Who performs retrospective appeals?

Once you’re determined to be eligible for an appeal, Medicare Administrative Contractors (MACs) will perform the first level of appeal, followed by Qualified Independent Contractor (QIC) reconsiderations, Administrative Law Judge (ALJ) hearings, review by the Medicare Appeals Council, and judicial review. These are the same entities that perform existing Medicare claim appeals. 

What happens if the appeal is decided in my favor? 

You’ll be notified if the MAC determines that your hospital stay met the coverage requirements for a Part A (Hospital Insurance) inpatient hospital stay. The hospital will also be notified of the decision. The hospital may choose to submit a new Part A claim to Medicare for payment, but they are not required to submit a new claim. 

  • If the hospital submits a Part A claim: The hospital is responsible for sending you (or the company that paid them) a refund of any payments received for the outpatient services (including any coinsurance and deductibles they collected). You'll still have to pay your Part A hospital inpatient coinsurance and/or deductible (if you have one).
  • If the hospital doesn’t submit a Part A claim: 
    • If you had Medicare Part B (Medical Insurance) when you were hospitalized for the services in the appeal, the hospital may decide not to submit a Part A claim. In that case, the hospital may keep the payment it received for the outpatient services, and won’t refund any payments, including your coinsurance and/or deductible (if you had one). You won’t need to pay anything else to the hospital.
  • If you didn’t have Medicare Part B when you were hospitalized for the services in the appeal, the hospital must refund any payments received from you (or the company that paid them). In this situation, the hospital must refund your payments even if they don’t submit a Part A claim. If you're entitled to a refund from the hospital, you should receive it within 60 days of the hospital getting the decision.
  • If you included SNF services in your appeal: If we decide some or all of the services you appealed are covered, we’ll notify the SNF that they must refund payments they received from you or your family member for the covered services. You should get a refund from the SNF within 60 days of the skilled nursing facility getting the decision. If the SNF submits a Part A claim for payment, you'll have to pay the applicable coinsurance and/or deductible (if you have any).
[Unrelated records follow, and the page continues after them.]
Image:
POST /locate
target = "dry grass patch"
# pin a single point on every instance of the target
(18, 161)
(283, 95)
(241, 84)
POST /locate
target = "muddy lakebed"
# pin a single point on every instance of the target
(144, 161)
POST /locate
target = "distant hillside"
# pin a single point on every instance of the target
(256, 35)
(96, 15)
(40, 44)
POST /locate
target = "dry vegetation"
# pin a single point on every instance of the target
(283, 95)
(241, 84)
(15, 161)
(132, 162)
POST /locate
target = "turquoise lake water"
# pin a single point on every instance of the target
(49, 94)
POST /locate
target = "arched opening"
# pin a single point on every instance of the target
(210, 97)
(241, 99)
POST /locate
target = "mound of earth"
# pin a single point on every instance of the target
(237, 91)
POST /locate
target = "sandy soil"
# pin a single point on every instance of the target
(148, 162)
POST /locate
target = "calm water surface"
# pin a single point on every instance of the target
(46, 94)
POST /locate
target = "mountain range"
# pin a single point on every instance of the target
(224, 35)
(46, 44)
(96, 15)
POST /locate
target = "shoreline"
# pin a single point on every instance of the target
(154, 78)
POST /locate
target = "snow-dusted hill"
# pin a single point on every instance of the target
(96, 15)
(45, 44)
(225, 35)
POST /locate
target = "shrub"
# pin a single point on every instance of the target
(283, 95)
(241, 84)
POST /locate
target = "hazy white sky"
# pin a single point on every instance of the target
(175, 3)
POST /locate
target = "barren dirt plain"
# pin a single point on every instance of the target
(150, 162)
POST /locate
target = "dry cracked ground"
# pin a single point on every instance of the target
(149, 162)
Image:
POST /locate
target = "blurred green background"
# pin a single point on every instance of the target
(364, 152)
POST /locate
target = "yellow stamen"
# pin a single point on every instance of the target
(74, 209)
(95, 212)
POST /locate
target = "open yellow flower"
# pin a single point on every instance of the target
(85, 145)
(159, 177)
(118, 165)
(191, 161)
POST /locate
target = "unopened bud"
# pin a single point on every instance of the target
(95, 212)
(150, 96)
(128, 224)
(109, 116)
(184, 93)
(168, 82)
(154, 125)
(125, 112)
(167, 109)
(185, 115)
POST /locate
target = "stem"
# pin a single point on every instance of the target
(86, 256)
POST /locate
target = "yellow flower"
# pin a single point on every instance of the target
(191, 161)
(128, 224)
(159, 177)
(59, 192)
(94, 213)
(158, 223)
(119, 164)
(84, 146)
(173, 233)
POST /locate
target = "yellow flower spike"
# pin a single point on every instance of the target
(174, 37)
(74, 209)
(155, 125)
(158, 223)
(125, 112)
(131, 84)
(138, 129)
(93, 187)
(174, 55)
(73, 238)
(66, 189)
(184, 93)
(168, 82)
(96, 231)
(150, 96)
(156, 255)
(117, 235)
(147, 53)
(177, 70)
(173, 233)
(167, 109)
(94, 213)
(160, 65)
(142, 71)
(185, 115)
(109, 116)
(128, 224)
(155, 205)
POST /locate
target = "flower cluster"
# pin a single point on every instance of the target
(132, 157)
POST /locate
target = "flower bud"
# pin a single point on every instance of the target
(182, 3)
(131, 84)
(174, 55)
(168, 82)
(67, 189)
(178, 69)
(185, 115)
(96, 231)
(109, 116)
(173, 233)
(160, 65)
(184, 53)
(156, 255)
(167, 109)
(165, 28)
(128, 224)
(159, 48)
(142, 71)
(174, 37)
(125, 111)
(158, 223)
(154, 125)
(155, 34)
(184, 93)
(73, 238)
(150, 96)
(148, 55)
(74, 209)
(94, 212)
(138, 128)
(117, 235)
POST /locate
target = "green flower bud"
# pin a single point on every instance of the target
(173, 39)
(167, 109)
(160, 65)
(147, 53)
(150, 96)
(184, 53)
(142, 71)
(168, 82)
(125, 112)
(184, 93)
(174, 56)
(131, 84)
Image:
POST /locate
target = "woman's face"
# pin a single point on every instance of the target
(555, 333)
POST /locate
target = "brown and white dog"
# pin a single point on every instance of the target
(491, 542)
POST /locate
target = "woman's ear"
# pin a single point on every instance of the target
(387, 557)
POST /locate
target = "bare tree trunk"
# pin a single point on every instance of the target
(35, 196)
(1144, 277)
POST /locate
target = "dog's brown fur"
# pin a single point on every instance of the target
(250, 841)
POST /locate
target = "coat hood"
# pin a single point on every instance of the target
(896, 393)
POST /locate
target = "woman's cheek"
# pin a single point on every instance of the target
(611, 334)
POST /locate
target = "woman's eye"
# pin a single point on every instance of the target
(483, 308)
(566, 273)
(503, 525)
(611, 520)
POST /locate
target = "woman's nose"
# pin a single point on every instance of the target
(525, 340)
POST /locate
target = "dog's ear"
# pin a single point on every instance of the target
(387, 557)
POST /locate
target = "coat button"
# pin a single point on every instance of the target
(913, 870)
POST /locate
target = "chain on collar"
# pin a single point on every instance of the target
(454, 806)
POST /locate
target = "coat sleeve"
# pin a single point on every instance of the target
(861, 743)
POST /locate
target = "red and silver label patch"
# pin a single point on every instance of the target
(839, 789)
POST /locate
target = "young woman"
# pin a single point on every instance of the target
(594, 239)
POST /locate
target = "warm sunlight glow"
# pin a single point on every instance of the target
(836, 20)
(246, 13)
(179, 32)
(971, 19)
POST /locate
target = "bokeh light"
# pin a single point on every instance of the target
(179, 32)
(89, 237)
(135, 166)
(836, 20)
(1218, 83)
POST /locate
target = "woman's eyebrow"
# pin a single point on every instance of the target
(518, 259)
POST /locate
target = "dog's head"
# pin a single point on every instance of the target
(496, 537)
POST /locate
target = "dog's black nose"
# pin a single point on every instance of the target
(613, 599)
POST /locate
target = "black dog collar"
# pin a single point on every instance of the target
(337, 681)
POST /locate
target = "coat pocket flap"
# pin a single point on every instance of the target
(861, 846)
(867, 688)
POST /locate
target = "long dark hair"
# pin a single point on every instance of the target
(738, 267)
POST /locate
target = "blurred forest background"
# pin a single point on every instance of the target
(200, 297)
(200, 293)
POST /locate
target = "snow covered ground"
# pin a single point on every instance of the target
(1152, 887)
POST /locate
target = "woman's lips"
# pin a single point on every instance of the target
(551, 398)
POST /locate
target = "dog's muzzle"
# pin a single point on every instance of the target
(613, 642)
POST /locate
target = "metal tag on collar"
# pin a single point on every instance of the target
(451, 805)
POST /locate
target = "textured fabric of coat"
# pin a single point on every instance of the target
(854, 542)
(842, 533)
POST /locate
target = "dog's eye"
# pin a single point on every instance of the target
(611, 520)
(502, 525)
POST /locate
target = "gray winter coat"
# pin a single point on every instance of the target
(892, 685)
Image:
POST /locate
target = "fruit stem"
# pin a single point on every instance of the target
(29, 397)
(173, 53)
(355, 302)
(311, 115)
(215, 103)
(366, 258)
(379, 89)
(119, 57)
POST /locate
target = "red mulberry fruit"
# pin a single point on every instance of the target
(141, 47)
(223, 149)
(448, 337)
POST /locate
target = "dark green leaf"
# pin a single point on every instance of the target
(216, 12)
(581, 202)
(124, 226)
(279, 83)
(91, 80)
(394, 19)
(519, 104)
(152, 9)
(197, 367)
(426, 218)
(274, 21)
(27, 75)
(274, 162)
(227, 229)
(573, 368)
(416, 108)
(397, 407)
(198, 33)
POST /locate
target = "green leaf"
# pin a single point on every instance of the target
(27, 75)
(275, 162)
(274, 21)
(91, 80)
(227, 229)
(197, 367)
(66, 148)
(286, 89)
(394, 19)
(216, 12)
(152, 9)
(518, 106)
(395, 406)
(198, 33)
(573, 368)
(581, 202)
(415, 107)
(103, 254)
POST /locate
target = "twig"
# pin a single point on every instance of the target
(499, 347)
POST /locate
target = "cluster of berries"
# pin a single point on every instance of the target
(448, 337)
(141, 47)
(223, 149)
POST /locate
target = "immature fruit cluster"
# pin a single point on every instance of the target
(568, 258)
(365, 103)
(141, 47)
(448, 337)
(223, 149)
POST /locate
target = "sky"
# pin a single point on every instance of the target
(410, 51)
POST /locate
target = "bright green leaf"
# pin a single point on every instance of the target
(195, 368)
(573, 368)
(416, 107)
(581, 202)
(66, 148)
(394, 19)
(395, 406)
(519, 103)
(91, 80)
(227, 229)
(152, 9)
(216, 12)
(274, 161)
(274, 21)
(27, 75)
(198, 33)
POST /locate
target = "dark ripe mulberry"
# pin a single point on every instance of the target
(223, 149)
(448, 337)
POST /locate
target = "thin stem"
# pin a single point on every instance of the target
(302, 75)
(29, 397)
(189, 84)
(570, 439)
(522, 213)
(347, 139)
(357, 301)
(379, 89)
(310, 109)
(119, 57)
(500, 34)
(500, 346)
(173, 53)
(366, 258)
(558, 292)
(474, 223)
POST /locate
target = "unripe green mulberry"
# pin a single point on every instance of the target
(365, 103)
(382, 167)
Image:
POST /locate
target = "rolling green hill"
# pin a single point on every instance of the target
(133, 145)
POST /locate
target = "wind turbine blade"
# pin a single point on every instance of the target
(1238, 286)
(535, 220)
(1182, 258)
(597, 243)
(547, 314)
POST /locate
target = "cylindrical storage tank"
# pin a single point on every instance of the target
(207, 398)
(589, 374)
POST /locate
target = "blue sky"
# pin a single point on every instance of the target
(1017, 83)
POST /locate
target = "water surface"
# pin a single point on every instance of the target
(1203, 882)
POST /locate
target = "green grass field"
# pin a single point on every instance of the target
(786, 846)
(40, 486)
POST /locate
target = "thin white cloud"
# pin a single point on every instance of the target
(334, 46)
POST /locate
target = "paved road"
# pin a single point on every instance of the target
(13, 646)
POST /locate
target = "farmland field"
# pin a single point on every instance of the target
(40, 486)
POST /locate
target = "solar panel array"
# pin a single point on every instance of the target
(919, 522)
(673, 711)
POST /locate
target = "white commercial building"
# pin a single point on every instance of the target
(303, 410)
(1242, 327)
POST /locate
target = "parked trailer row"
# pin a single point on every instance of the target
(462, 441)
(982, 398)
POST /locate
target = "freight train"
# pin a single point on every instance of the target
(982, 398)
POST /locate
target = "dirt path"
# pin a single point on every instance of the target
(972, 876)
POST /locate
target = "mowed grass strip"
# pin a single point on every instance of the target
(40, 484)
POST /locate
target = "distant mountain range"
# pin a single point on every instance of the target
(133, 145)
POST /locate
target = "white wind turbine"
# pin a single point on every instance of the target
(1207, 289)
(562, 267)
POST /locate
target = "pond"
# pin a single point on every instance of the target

What happens if the appeal isn’t decided in my favor?

You’ll be notified if we determine that your hospital services didn’t meet the coverage requirements for a Part A inpatient hospital stay, or if applicable, the coverage requirements for skilled nursing facility services. You’ll be able to file a second level appeal with the Qualified Independent Contractor. Your decision letter will provide detailed information about how to file a second level appeal.